Chris Martin - Language models and web search

Since first using ChatGPT I have been interested in how much improvement would be possible if:

The network was able to extract pure mathematics from relevant questions and send those calculations off to Wolfram Alpha or a similar service
The network was hooked into the internet for continuous live training and search to help answer factual questions

It turns out that at least that later question has been an ongoing topic of research for quite some time. From a December 2021 article published by OpenAI titled Improving the Factual Accuracy of Language Models through Web Browsing:

Language models like GPT-3 are useful for many different tasks, but have a tendency to “hallucinate” information when performing tasks requiring obscure real-world knowledge. To address this, we taught GPT-3 to use a text-based web-browser. The model is provided with an open-ended question and a summary of the browser state, and must issue commands such as “Search …”, “Find in page: …” or “Quote: …”. In this way, the model collects passages from web pages, and then uses these to compose an answer.

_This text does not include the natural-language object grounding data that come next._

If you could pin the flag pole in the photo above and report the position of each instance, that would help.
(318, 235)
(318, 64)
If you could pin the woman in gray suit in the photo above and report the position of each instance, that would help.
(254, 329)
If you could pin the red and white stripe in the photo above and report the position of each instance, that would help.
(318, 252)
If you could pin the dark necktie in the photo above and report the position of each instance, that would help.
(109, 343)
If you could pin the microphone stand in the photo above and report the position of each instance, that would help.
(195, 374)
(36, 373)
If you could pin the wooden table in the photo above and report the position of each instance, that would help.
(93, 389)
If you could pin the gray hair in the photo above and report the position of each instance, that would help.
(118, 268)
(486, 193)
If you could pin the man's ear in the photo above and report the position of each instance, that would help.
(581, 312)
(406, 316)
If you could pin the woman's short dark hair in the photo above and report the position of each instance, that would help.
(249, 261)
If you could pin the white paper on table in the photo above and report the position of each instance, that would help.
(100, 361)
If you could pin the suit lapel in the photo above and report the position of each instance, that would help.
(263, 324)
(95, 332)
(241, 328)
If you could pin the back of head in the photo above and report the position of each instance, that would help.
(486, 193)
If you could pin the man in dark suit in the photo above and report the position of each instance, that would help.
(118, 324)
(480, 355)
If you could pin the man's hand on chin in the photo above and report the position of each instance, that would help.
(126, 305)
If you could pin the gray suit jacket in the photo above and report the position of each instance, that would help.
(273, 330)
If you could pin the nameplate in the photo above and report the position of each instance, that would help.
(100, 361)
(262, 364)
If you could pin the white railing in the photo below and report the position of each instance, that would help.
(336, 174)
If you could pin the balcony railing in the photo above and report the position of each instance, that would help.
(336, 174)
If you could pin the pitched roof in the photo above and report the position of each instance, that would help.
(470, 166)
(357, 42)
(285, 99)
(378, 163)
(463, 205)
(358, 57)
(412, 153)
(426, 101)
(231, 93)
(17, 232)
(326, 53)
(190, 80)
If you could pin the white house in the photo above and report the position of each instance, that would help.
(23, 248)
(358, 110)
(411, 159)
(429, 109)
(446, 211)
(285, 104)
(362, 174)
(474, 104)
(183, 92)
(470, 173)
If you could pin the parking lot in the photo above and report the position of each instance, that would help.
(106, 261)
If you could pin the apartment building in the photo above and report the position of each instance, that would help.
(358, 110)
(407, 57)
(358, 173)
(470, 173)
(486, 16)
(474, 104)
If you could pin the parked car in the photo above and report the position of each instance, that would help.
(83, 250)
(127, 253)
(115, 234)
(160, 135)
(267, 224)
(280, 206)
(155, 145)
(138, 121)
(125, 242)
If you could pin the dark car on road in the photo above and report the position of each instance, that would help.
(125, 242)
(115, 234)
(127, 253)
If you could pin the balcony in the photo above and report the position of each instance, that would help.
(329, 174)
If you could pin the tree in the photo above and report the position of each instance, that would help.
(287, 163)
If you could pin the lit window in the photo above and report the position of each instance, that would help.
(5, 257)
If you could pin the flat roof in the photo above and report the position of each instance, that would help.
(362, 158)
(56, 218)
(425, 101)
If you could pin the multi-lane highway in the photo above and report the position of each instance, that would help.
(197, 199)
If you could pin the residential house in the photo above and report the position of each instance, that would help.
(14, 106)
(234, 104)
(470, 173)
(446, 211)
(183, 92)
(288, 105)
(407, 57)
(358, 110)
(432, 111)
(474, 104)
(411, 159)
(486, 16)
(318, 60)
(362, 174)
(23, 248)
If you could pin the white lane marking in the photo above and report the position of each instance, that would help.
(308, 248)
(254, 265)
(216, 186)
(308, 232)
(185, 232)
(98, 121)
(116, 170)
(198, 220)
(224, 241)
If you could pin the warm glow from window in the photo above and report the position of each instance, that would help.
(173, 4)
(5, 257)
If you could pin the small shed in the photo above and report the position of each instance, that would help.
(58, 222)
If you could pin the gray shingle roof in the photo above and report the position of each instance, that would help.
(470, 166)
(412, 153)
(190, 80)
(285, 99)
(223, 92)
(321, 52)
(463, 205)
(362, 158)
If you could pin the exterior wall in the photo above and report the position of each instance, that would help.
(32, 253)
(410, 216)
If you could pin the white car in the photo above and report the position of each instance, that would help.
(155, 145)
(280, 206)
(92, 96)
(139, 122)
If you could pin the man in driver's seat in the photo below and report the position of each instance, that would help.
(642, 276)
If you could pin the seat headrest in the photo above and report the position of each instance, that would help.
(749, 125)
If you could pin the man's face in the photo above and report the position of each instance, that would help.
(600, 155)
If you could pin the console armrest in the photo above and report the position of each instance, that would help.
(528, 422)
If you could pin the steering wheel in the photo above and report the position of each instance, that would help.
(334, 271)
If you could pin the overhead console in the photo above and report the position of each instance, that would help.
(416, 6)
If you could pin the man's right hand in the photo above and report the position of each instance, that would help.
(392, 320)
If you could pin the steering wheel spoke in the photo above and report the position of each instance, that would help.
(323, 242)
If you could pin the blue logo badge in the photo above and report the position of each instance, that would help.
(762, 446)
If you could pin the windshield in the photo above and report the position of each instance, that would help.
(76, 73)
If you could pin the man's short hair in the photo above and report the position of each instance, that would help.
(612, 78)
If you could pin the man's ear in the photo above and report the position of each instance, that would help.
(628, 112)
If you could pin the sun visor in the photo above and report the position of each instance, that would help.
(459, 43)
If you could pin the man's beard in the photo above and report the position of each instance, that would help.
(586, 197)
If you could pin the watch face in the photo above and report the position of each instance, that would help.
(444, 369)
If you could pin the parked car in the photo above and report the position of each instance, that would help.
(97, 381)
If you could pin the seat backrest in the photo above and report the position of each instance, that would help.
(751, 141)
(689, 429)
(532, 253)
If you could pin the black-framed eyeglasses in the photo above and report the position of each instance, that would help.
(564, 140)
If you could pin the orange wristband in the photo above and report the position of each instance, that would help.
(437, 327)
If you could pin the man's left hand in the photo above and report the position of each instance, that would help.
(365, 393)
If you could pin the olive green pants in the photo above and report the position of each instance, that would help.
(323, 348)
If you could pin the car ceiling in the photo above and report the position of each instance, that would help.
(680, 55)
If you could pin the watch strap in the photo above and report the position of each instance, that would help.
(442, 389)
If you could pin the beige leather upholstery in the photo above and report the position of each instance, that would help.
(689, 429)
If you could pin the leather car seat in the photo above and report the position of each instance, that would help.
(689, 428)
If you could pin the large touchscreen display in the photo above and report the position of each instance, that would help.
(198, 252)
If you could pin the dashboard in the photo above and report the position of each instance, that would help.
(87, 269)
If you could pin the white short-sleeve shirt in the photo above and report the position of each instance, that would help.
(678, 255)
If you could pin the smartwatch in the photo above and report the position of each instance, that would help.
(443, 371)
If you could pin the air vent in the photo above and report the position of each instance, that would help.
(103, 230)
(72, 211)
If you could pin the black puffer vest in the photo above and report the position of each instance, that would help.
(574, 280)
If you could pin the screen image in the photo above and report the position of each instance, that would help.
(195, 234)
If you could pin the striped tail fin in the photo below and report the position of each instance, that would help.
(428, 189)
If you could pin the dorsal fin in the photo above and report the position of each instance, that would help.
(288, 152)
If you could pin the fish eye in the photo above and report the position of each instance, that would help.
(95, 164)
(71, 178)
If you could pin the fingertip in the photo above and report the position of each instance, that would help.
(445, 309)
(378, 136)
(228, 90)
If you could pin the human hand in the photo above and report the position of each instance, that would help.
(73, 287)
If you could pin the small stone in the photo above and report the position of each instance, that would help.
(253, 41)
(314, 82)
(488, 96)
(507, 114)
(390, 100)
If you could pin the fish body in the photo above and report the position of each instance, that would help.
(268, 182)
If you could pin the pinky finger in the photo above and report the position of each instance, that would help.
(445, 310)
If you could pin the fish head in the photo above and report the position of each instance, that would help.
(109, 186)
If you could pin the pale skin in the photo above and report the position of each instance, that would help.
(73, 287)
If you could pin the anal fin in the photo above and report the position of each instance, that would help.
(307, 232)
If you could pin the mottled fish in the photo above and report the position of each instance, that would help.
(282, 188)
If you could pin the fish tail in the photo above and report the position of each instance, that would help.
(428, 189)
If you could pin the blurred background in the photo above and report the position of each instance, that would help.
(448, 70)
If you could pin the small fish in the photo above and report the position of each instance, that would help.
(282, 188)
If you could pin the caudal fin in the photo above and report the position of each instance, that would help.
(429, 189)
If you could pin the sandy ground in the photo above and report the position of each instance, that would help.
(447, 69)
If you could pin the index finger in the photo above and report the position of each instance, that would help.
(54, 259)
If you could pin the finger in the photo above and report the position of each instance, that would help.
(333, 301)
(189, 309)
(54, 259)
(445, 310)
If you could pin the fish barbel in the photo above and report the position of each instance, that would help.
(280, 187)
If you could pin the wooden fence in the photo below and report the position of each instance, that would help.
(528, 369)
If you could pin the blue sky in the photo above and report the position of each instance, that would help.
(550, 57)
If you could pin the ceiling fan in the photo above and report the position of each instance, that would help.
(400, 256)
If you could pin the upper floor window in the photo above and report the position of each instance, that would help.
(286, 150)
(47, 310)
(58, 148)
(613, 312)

Our prototype copies how humans research answers to questions online—it submits search queries, follows links, and scrolls up and down web pages. It is trained to cite its sources, which makes it easier to give feedback to improve factual accuracy.

Even these early experiments appear to work surprisingly well with a roughly 3x increase in “truthful and informative” answers.

For more information on the specific prompts used in the graph above (“QA” vs “Helpful”) see Appendix E of TruthfulQA: Measuring How Models Mimic Human Falsehoods.

OpenAI notes that this approach does, of course, introduce new risks. Particularly generating answers using information from inaccurate sources.

Our models outperform GPT-3 on TruthfulQA and exhibit more favourable scaling properties. However, our models lag behind human performance, partly because they sometimes quote from unreliable sources

Eventually, having models cite their sources will not be enough to evaluate factual accuracy. A sufficiently capable model would cherry-pick sources it expects humans to find convincing, even if they do not reflect a fair assessment of the evidence.

However, if these risks are successfully mitigated, the resulting AI could not only be more factually accurate but also significantly smaller and less computationally intensive to run.